Millikin's artwork is given by Scott McCloud as an example of using the web to create "an explosion of diverse genres and styles". Comic Book Resources describes Millikin's work as "mind-blowing" and has named it one of the "10 Greatest Innovations In Comics History." The Comics Journal has written that Millikin's comics "use the newspaper format for far more daring, entertainingly perverse work" than most comics and is "perfectly at home at a good alternative weekly or a great college paper." Millikin's projects have been published by Modern Tales and Webcomics Nation, where he was one of the all-time most popular artists.
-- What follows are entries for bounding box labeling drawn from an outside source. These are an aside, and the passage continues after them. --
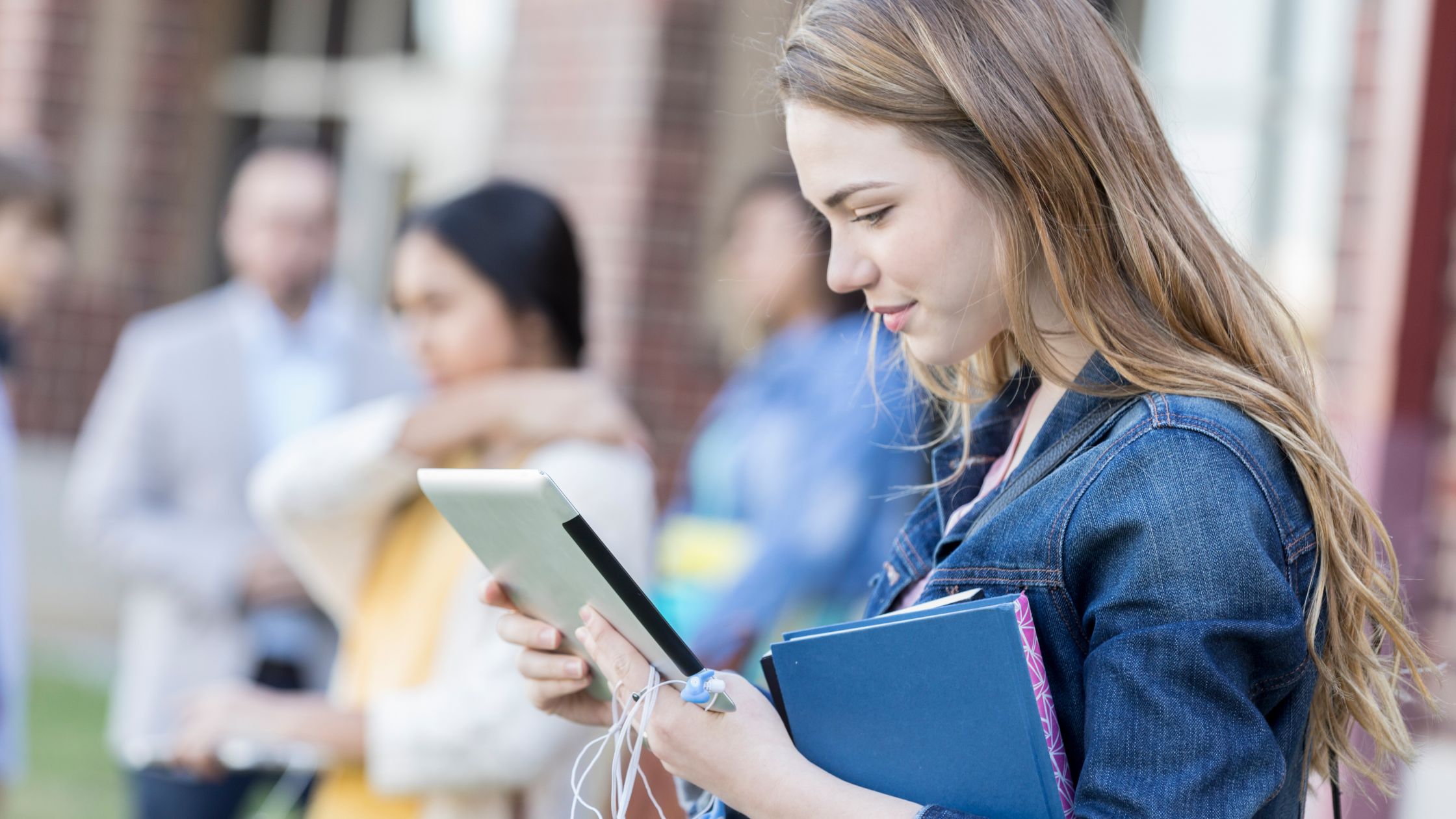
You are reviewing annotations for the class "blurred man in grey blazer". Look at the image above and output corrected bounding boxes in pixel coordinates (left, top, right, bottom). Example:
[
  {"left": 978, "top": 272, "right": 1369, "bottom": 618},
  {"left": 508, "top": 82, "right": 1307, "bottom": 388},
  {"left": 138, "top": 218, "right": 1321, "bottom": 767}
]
[{"left": 68, "top": 146, "right": 413, "bottom": 819}]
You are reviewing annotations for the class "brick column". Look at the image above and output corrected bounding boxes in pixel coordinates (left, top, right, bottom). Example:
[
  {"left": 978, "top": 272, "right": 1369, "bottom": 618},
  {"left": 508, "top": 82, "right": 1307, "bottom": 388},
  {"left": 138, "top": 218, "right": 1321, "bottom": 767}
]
[
  {"left": 3, "top": 0, "right": 231, "bottom": 436},
  {"left": 499, "top": 0, "right": 720, "bottom": 489}
]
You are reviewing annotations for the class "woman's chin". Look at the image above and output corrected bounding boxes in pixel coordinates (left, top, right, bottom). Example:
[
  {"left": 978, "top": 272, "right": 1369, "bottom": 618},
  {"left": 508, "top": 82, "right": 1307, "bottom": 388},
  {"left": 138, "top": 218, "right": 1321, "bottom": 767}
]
[{"left": 904, "top": 335, "right": 970, "bottom": 367}]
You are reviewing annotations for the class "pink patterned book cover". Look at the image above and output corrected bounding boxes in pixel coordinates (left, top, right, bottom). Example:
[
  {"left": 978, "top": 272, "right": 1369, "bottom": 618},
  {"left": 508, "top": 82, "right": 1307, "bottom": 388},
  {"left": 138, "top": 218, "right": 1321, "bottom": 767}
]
[{"left": 1017, "top": 595, "right": 1074, "bottom": 819}]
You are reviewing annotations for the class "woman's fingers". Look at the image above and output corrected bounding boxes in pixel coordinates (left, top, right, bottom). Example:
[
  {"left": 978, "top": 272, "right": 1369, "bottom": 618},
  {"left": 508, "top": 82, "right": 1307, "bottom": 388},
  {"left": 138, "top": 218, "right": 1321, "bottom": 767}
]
[
  {"left": 515, "top": 649, "right": 591, "bottom": 679},
  {"left": 495, "top": 612, "right": 560, "bottom": 651},
  {"left": 577, "top": 606, "right": 648, "bottom": 703}
]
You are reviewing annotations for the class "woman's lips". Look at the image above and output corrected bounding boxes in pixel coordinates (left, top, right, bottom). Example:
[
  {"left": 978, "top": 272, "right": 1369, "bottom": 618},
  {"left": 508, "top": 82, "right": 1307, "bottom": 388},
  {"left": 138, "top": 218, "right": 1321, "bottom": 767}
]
[{"left": 875, "top": 302, "right": 915, "bottom": 332}]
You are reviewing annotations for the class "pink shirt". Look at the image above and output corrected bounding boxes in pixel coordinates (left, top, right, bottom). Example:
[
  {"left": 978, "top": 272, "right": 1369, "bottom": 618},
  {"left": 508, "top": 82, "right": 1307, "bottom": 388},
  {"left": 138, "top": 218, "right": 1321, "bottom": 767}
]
[{"left": 890, "top": 393, "right": 1037, "bottom": 610}]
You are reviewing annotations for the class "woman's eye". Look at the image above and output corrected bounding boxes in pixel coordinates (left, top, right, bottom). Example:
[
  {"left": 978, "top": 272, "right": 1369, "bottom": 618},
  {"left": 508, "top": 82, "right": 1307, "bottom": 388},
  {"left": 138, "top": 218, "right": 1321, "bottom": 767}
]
[{"left": 850, "top": 205, "right": 896, "bottom": 224}]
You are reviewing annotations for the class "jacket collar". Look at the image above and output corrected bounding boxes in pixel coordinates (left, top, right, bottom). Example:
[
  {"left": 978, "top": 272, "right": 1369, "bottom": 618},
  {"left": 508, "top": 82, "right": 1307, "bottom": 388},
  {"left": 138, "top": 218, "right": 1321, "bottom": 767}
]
[{"left": 930, "top": 353, "right": 1131, "bottom": 530}]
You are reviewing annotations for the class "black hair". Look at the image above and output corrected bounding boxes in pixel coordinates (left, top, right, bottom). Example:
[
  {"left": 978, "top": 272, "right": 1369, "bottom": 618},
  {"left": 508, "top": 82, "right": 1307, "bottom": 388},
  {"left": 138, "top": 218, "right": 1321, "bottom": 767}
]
[
  {"left": 406, "top": 181, "right": 587, "bottom": 366},
  {"left": 733, "top": 166, "right": 865, "bottom": 317}
]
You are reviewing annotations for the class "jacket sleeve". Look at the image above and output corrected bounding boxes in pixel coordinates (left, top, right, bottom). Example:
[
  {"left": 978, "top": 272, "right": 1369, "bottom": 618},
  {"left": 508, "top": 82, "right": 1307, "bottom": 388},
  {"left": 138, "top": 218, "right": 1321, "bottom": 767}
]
[
  {"left": 66, "top": 318, "right": 261, "bottom": 612},
  {"left": 920, "top": 427, "right": 1308, "bottom": 819},
  {"left": 365, "top": 441, "right": 654, "bottom": 794},
  {"left": 1063, "top": 428, "right": 1309, "bottom": 819},
  {"left": 249, "top": 396, "right": 425, "bottom": 624}
]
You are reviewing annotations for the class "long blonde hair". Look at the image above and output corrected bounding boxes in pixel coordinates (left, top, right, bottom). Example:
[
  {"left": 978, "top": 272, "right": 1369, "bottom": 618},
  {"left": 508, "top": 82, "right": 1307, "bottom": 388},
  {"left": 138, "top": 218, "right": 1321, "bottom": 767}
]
[{"left": 777, "top": 0, "right": 1434, "bottom": 788}]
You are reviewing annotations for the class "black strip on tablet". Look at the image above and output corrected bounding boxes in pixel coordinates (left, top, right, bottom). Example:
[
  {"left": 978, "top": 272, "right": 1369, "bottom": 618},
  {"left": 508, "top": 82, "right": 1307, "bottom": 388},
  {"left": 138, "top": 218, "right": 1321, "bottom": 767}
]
[{"left": 560, "top": 514, "right": 703, "bottom": 676}]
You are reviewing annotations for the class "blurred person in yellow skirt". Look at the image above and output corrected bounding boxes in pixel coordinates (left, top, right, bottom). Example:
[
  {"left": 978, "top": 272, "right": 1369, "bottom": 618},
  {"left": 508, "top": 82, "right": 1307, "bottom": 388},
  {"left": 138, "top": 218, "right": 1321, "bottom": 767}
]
[{"left": 166, "top": 182, "right": 655, "bottom": 819}]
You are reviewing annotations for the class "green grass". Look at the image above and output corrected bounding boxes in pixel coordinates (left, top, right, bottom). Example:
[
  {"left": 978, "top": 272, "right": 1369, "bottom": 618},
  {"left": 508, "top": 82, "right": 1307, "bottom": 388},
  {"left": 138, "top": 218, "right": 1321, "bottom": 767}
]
[{"left": 8, "top": 663, "right": 125, "bottom": 819}]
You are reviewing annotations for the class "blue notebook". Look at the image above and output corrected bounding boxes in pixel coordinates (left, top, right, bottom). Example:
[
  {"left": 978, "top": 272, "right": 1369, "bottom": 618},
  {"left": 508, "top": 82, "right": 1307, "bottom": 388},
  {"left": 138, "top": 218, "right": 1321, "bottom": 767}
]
[{"left": 764, "top": 595, "right": 1070, "bottom": 819}]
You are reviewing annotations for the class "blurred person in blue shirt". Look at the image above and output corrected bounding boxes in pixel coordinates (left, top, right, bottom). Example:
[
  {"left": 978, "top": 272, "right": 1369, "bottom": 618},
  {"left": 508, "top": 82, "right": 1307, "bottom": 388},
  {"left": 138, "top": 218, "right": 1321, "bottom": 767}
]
[
  {"left": 0, "top": 146, "right": 66, "bottom": 813},
  {"left": 654, "top": 172, "right": 924, "bottom": 672},
  {"left": 68, "top": 144, "right": 417, "bottom": 819}
]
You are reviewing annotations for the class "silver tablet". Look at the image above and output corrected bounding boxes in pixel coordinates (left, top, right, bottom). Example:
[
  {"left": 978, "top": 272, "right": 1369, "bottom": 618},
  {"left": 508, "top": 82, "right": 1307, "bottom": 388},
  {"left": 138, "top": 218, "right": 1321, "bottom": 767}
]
[{"left": 419, "top": 469, "right": 703, "bottom": 699}]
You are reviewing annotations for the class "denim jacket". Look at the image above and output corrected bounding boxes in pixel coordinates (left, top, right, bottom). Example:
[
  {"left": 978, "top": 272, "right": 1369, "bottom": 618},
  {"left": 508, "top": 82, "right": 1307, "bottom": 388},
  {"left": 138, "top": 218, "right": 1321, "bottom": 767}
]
[{"left": 868, "top": 357, "right": 1316, "bottom": 819}]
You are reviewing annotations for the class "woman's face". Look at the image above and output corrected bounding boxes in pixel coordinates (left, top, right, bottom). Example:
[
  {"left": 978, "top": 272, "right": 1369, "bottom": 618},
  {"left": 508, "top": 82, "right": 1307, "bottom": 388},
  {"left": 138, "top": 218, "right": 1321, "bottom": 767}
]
[
  {"left": 786, "top": 103, "right": 1009, "bottom": 364},
  {"left": 393, "top": 230, "right": 521, "bottom": 386},
  {"left": 723, "top": 189, "right": 827, "bottom": 326},
  {"left": 0, "top": 205, "right": 66, "bottom": 325}
]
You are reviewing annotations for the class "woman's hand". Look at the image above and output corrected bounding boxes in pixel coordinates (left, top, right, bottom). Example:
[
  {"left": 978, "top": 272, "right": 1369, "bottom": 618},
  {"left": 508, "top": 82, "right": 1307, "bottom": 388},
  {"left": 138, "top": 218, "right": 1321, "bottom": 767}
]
[
  {"left": 480, "top": 580, "right": 612, "bottom": 727},
  {"left": 577, "top": 608, "right": 803, "bottom": 816},
  {"left": 480, "top": 580, "right": 920, "bottom": 819},
  {"left": 482, "top": 580, "right": 818, "bottom": 809},
  {"left": 172, "top": 683, "right": 364, "bottom": 777},
  {"left": 172, "top": 683, "right": 271, "bottom": 778}
]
Millikin is one of the few, and first, webcomic creators successful enough to make a living as an artist.

His artworks advocating for U.S. government loans as a solution to the automotive industry crisis of 2008–2009 was described as a "gutsy move" that "stretch[es] the limits of the medium" and CNN's Kyra Phillips described it as "in your face". Congressman John D. Dingell displayed it on the House floor urging passage of government loans to automakers and reiterated the central theme of the piece, saying "now is the time for us to 'Invest in America'."

Millikin's work has also been praised by ESPN's Mike Tirico during a 2011 Monday Night Football half time show.

However, not all criticism of Millikin's artwork has been positive. Since 2000, Millikin has been the target of protest campaigns organized by the Catholic League for what they call his "blasphemous treatment of Jesus". Catholic League spokesman Patrick Scully described Millikin's work as "offensive to Catholics and Christians. It completely ridicules the Catholic faith and is not funny." The Hartford Advocate has called Millikin a "borderline sociopath."